I always ask there if I can't find what I'm looking for.
Here are more and more data sets. These are general data sets. Email me if you have a specific data set in mind (e.g. web-as-corpus, spam, images, social, reviews, etc.). I have a big file of information.
Good instructions:
http://corpus.leeds.ac.uk/internet.html#description
http://sslmit.unibo.it/~baroni/bootcat.html
http://www.drni.de/wac-tk/index.php/Documentation
The wikipedia dump is great, but I've started using http://wiki.dbpedia.org/ which has an API to query the dumps.
Thanks for these, iisbum. I wish more public data was available in db, xml or similar structures - too often I find myself scraping government sites or pdfs to get the tables I need
I looked at the site, and I see some data but I didn't find what I would have hoped for. I couldn't find yield curves, and historical exchange rates <i> up to <i/> today (available on the ecb site in xml format). Certainly I would have thought yield curves were a front page item.
Things that would be very cool would be 1. financial statements in a database format. I know you can scrape this but I don't know if they are available legitimately?

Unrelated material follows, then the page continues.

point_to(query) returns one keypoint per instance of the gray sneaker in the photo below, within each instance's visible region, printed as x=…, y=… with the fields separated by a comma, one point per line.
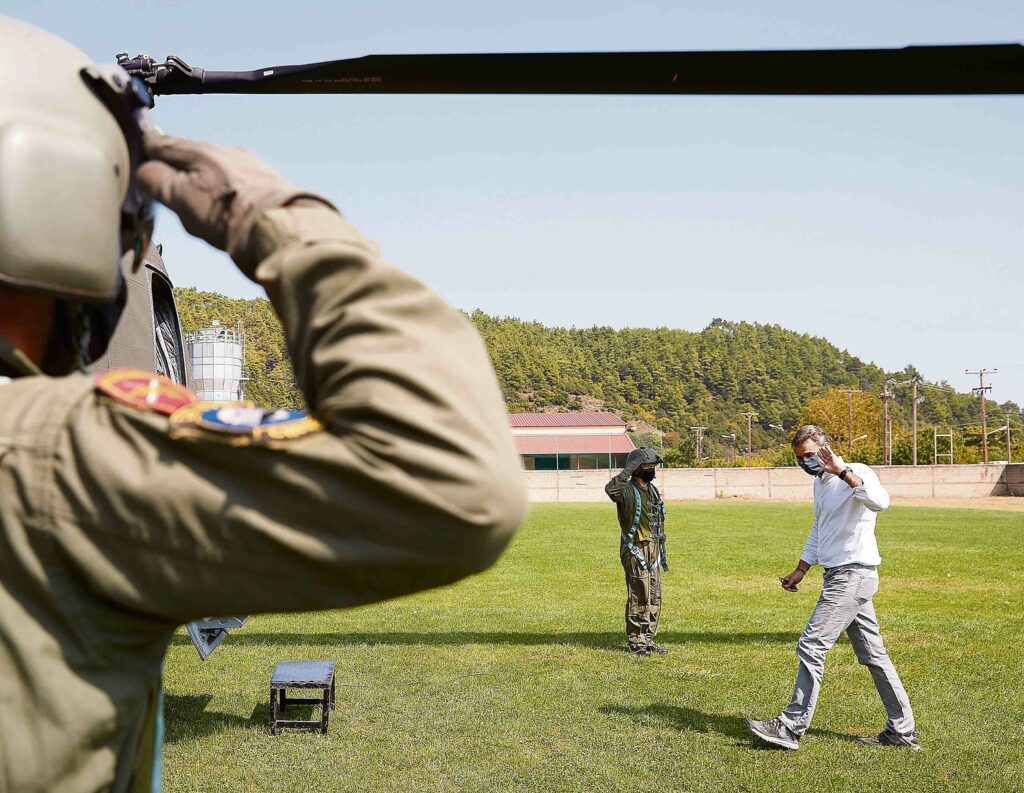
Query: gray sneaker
x=885, y=738
x=774, y=733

2. Historial Implied volatilities and historical observed volatilities.
Their write that most the data is available for download. I can't find it anywhere though, only the various APIs. Have they remove the possibility of downloading the data?
For those interested in transit data, check out the GTFS Data Exchange, a directory of many agencies' scheduling and map data, following the Google Transit Feed Specification.

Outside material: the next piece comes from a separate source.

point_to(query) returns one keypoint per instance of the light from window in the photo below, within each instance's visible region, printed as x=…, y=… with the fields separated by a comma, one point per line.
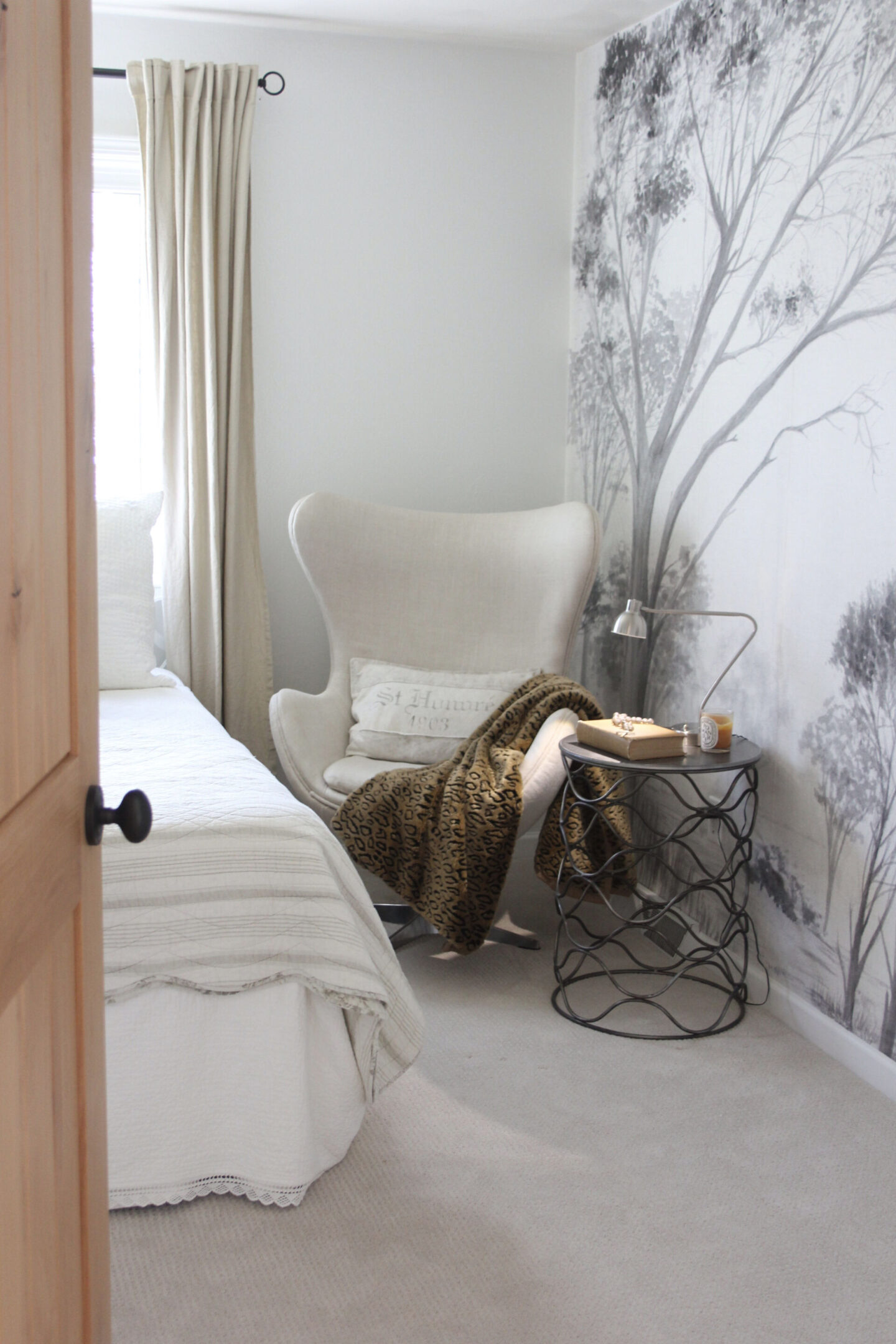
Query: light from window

http://www.naturalearthdata.com/
From the website : Natural Earth is a public domain map dataset available at 1:10m, 1:50m, and 1:110 million scales as tightly integrated vector and raster data ...
Does anybody have precinct-level election results for the USA? A set for recent elections would be great for public access redistricting apps that will become relevant this year.

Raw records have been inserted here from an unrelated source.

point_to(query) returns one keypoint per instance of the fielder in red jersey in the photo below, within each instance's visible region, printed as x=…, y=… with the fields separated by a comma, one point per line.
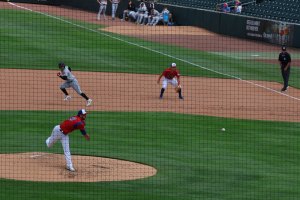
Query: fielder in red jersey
x=60, y=132
x=171, y=75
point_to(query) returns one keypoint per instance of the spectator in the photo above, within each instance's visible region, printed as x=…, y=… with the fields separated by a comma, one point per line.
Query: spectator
x=153, y=17
x=225, y=8
x=171, y=20
x=238, y=7
x=141, y=13
x=130, y=7
x=165, y=15
x=102, y=8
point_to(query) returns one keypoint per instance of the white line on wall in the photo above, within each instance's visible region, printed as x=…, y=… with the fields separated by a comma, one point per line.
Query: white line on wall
x=158, y=52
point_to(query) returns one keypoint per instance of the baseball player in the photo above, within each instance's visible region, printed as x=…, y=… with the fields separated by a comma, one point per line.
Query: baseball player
x=114, y=7
x=70, y=81
x=284, y=60
x=60, y=132
x=171, y=75
x=102, y=8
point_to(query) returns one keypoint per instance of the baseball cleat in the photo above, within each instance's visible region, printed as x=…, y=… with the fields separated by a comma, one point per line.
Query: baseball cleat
x=89, y=102
x=71, y=169
x=67, y=98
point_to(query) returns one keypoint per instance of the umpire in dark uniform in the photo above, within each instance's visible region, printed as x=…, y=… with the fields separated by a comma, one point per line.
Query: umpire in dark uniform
x=284, y=60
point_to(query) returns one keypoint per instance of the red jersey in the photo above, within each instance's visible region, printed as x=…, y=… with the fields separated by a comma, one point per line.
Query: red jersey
x=170, y=73
x=71, y=124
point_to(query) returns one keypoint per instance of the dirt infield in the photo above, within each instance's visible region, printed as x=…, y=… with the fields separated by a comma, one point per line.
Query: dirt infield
x=203, y=96
x=45, y=167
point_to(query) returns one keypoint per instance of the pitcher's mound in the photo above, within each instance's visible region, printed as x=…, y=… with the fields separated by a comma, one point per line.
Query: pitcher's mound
x=38, y=166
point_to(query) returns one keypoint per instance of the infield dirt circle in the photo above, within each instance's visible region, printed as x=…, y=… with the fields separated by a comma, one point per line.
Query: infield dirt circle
x=257, y=100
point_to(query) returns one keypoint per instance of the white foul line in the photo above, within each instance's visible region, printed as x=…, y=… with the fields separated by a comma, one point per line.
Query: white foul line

anyone know of a dataset that has dates for when companies when companies registered or announced in the news? For example I would like to see the data hackernews was launched.
i've had trouble finding geographical boundaries on neighborhoods in U.S. cities (e.g. downtown areas and residential neighborhoods). anyone know where i can find this?
It's not exactly neighborhoods, but the US Census TIGER database has block and blockgroup boundaries with associated demographic data. You could probably synthesize that into "neighborhood" definitions. http://www.census.gov/geo/www/tiger/tgrshp2010/tgrshp2010.ht...
Thank you all for posting links and links to links to datasets, I have an unrelenting interest in data aggregation and machine learning, and didn't even know where to start. So helpful, and I am no longer stuck. :)
do all of them have some uniformed api? that would be great, ideally. query and cache all of them on demand from your own app without additional programming.
http://datasets.reddit.com
http://opendata.reddit.com
and
http://www.quora.com/Where-can-I-get-large-datasets-open-to-...
for some good lists of available stuff.